I have met people online, and known people who have met people online, but they were all on okcupid or other free sites; never on a pay site. I didn't say all online dating was like that, only pay sites. A free site does widen your network, but I think the point of the post was that paid sites have mostly dead users and therefore the network is rather small.

V.v. free software, I think the better comparison is between a free dating site and free software; lots of people contribute to make it better. Certainly it's partially true with OkCupid; users do add a lot of the content, writing match questions and quizzes.


A free site does widen your network, but I think the point of the post was that paid sites have mostly dead users and therefore the network is rather small.

But he doesn't argue this effectively. In fact a free site would be worse in this regard -- especially for the scarce resource (women -- who I suspect are often free on paysites, as they are in some nightclubs).

As a female (which I'm not), I'd rather be listed on a pay site than a freesite, if the main issue I have is too many emails from guys.

It almost would appear that desperate women would be on free sites -- since paying a nominal fee for first level filtering would indicate a less desperate act than someone who opted for greater volume, even at slightly less cost.

In any case, I think we can both agree that the blog entry didn't really address in a satisfactory way the central thesis.


The problem with free dating sites is that they have to be fucking enormous to make any money. OkC is an amazing product with a huge user base and guess what? They had a tiny office and weren't making much money, then they were bought by (shock) a dating site with a sustainable business. IAC/Match sucks but they understand something the OkC guys don't—how to make money from their product.
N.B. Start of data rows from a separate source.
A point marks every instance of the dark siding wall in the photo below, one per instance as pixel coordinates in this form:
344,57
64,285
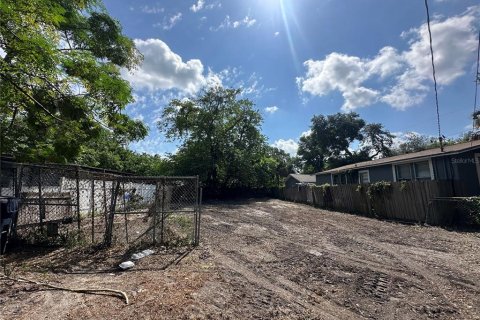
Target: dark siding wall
381,173
462,168
466,170
290,182
442,168
322,179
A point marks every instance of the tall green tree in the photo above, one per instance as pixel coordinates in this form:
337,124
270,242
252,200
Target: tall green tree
329,143
330,138
220,137
108,152
60,81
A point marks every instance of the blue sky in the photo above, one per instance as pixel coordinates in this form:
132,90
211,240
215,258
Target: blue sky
296,59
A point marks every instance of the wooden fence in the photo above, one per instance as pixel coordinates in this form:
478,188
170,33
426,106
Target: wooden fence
406,201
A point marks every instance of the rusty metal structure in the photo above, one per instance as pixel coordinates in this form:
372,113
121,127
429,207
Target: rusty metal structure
61,202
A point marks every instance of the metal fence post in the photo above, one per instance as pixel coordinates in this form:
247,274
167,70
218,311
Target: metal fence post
195,213
162,218
93,210
109,231
41,207
155,212
77,178
199,217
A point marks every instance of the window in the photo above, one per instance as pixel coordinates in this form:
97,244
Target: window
336,179
413,171
422,170
404,172
363,176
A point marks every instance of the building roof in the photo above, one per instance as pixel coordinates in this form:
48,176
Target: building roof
303,178
430,153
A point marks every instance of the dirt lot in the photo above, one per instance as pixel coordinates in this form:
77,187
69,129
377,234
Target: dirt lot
265,259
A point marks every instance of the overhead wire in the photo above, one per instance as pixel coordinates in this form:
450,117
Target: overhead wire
477,80
440,137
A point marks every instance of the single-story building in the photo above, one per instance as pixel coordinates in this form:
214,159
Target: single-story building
459,162
293,180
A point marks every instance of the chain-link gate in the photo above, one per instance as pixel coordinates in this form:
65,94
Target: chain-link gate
61,204
163,210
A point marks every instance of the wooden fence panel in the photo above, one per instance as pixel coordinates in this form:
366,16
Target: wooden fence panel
406,201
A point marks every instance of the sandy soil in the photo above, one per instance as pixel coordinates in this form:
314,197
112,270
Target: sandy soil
264,259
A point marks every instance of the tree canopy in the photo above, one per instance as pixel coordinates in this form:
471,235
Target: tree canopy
329,143
60,82
221,140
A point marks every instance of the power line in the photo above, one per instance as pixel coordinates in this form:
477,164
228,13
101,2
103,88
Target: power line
440,138
477,79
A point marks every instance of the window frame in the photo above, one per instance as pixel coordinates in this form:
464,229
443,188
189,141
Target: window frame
361,172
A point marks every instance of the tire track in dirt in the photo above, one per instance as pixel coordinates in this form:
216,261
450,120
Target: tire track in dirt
396,249
326,247
301,296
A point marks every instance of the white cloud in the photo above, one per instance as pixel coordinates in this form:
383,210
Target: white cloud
306,133
197,6
151,9
163,69
229,24
169,23
410,71
290,146
271,109
213,5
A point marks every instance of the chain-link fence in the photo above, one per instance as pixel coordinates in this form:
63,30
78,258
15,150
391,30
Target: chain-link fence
155,210
70,204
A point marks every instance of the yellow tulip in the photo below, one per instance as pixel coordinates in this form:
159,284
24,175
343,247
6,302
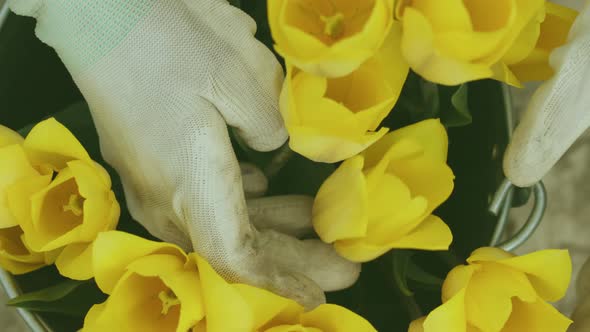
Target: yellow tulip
15,256
278,314
329,38
155,286
152,286
384,198
61,215
330,120
453,41
499,292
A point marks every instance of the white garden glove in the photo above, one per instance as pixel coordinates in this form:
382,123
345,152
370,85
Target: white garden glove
162,79
558,113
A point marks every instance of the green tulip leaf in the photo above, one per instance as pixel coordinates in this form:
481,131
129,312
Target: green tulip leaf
401,262
70,297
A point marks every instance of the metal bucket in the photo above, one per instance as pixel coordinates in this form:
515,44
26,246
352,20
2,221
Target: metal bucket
500,206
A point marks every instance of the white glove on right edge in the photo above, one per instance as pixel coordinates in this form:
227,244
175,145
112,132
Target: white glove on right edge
581,316
163,79
558,113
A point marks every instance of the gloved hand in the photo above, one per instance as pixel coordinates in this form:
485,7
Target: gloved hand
558,113
162,79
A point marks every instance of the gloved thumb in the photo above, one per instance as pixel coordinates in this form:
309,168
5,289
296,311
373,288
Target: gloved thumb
557,113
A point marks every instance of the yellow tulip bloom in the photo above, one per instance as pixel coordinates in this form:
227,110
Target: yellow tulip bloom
61,215
330,120
499,292
451,41
330,38
155,286
384,198
15,256
278,314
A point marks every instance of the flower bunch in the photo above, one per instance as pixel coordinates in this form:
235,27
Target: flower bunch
54,200
498,291
453,42
345,72
158,287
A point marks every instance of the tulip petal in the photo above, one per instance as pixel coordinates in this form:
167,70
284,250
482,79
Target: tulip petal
114,251
431,234
135,304
526,41
75,261
417,325
554,32
51,143
89,178
427,178
320,146
269,309
457,279
19,199
14,165
183,280
18,268
488,298
450,316
93,317
431,135
340,208
538,316
329,317
359,250
389,198
444,16
418,46
9,137
549,271
53,226
223,301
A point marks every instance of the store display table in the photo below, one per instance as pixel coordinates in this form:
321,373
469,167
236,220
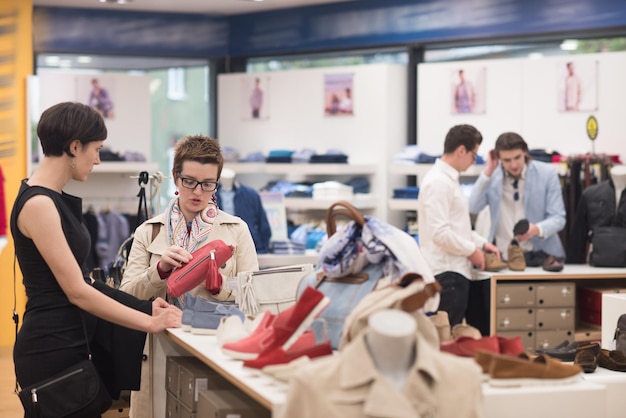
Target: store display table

Do you have any idea how much they were making? http://onlinedatingpost.com/archives/2010/02/at-okcupid-open... suggests $15 million in revenues.
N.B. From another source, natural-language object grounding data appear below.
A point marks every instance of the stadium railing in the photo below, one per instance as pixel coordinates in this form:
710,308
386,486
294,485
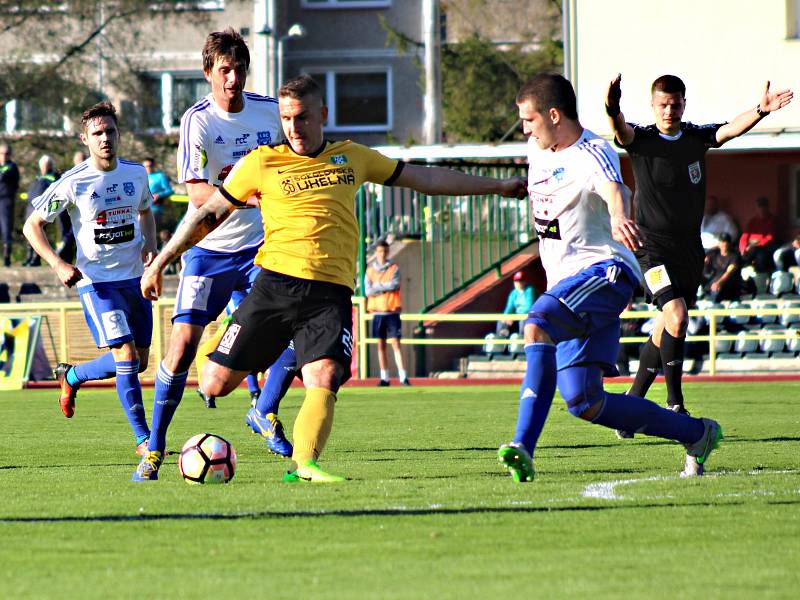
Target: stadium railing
713,317
460,237
67,339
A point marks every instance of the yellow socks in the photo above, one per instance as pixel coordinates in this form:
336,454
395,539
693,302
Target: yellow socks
313,424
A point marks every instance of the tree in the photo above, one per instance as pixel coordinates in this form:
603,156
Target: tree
479,82
489,52
59,56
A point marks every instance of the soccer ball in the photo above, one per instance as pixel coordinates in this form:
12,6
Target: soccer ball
207,458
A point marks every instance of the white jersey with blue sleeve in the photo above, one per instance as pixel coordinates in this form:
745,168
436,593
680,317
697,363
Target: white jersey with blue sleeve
104,209
571,218
211,142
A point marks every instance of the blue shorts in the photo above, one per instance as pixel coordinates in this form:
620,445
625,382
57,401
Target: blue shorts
209,280
386,326
581,314
116,312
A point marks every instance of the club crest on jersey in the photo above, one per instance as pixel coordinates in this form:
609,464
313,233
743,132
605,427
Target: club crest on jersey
695,174
264,138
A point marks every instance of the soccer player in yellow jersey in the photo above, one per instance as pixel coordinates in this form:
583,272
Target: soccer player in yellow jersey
306,188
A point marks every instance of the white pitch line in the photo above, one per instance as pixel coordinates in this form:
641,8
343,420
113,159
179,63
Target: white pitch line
606,490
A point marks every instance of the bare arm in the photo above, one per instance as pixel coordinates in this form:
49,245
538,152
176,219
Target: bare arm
770,101
623,228
199,192
147,224
622,131
193,229
33,230
439,180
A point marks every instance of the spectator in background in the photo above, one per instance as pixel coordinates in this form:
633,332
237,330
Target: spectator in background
758,240
722,275
716,222
160,187
787,255
382,287
9,185
47,175
519,302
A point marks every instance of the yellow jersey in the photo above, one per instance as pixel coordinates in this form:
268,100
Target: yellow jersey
308,205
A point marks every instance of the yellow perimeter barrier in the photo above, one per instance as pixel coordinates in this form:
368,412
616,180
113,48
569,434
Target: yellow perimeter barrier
712,316
66,337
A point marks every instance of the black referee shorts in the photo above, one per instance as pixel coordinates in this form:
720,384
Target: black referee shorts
317,315
671,270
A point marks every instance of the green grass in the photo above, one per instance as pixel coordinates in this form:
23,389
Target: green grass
429,513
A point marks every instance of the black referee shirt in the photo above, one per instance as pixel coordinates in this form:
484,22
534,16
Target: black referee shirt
670,178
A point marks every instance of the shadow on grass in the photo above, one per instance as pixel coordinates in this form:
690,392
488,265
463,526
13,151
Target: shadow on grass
366,512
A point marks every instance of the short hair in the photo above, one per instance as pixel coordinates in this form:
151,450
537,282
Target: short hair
101,109
46,159
668,84
227,43
550,90
299,87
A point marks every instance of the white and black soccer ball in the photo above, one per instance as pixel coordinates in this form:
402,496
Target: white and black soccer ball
207,458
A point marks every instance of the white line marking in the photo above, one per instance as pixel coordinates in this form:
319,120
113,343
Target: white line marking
606,490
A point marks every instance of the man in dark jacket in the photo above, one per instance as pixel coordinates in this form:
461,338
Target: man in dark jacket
9,184
47,176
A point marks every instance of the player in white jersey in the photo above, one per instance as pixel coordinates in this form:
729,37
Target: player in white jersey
108,201
215,133
586,240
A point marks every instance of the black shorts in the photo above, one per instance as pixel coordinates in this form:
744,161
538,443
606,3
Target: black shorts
317,315
672,269
386,326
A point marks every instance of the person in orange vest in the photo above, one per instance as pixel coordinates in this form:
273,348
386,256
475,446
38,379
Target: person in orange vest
382,286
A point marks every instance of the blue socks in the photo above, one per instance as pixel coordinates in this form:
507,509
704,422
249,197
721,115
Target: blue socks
536,394
252,383
102,367
168,393
129,391
631,413
280,377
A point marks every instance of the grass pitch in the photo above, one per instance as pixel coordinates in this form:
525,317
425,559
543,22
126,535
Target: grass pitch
429,513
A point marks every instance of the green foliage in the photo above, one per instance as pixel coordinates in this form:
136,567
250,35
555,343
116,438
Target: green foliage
479,83
429,513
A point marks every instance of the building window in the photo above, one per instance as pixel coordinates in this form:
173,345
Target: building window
346,3
185,92
25,115
357,100
795,187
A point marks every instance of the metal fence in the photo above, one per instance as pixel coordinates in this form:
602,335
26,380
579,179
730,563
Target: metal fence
462,237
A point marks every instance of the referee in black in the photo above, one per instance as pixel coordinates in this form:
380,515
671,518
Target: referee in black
668,159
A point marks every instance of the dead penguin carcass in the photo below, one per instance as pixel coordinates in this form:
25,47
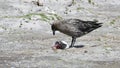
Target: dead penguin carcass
60,45
74,27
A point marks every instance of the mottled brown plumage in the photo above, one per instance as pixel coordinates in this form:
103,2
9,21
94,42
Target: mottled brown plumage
74,27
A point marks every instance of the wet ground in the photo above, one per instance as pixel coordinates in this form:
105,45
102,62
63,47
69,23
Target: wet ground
26,43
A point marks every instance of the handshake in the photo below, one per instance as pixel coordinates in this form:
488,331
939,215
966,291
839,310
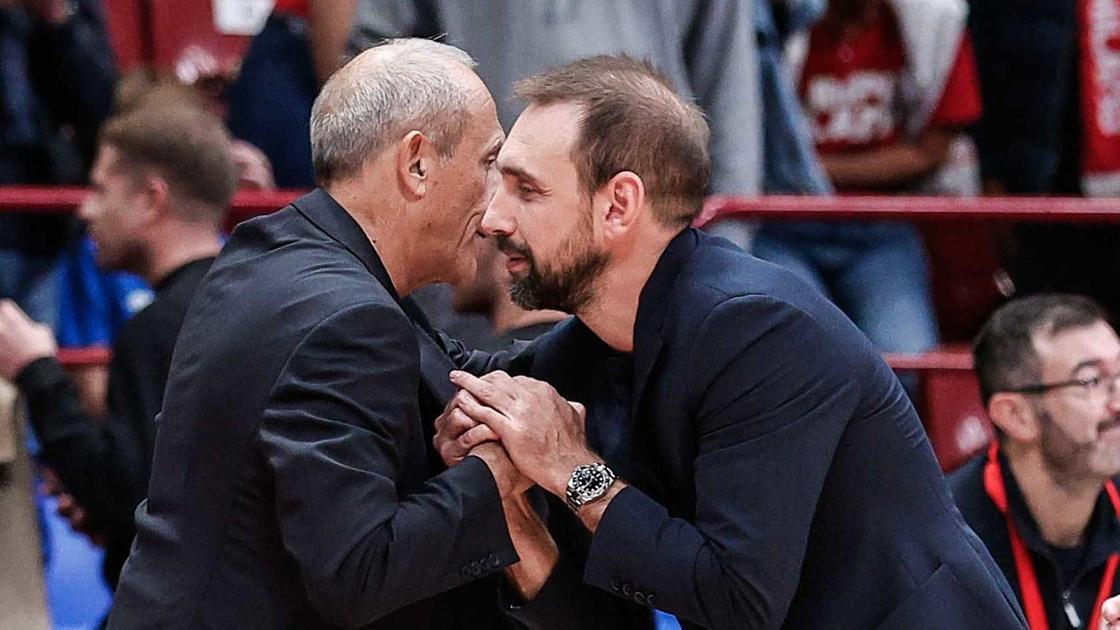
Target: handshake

And selling a business with $6 million in investment for $50 million is likely to be lucrative enough, anyway (and you'd hope that they were turning some profits to justify the $50 million.)


From what I can tell, the article you linked says that PoF is making $15mm in revenue.
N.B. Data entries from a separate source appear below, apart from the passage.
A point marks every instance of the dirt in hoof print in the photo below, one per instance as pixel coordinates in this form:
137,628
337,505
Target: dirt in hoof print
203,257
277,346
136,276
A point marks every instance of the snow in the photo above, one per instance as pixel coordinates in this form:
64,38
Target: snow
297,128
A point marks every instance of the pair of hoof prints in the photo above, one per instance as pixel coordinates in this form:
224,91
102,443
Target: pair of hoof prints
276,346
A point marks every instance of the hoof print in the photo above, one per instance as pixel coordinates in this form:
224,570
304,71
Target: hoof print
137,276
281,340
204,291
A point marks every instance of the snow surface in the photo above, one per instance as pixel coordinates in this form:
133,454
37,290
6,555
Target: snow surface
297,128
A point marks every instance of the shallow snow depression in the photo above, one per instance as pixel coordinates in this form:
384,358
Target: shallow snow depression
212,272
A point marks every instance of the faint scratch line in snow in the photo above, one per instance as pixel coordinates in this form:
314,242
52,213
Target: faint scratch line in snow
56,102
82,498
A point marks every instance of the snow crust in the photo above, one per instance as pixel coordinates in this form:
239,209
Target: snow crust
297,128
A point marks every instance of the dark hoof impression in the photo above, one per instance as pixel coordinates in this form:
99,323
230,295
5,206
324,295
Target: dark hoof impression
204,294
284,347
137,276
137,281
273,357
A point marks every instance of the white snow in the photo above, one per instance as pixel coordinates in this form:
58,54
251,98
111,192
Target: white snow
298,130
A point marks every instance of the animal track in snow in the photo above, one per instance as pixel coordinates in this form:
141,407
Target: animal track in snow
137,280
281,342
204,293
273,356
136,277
If OkC were making 15mm in revenues why in the world would they sell for $50mm? That just doesn't add up. Their overhead outside of bandwidth costs wasn't that high, they employ 10-15 (I think) employees and have a small office in Chelsea or sommat. Their profits would be enormous if they were generating anything near that.


I'm not sure it's the end of the world it was deleted, it was a conflict of interest and leaving it up would have been something they got criticised for, but on the whole I don't think the article was that bad. It just pointed out that paid dating sites are tricky with their marketing.


leaving it up would have been something they got criticised for

I don't think that strategy has been working out for them very well so far.


I really hope that OKC keeps publishing articles about the online dating scene. They had some good insight about a lot of different online dating phenomena.

Match seems like a shady outfit that would not want to publicize this type of data.


It appears to be gone. Anyone have a copy?


Here's a mirror/copy/screenshot (trying to hit all the browser text search keywords; it's not actually a screenshot):

http://dl.dropbox.com/u/3232537/html/search.html


the original link is dead to me. Clicked text only version and it works. http://webcache.googleusercontent.com/search?q=cache:9OtAvuo...


Still wondering why I should care...


UNDELETED! Google Cache copy (for when the Google Cache expires) http://machinesentience.com/why_you_should_never_pay_for_onl...


I love this article, and I always loved OkCupid for their statistical analysis and myth debunking. I am very saddened that they had to join their competitor. O well.


For most American women a $19/month subscription is a good investment for them to sleep around for a while with some bad boys, and when the time comes, marry a chump who will pay her to quit her job, go to coffeehouses and have nice lunches with the other married girls, or get her nails done at the cost of maybe $15k a year. Then maybe divorce him a few years later for a nice change of $100k. Not a bad return at all.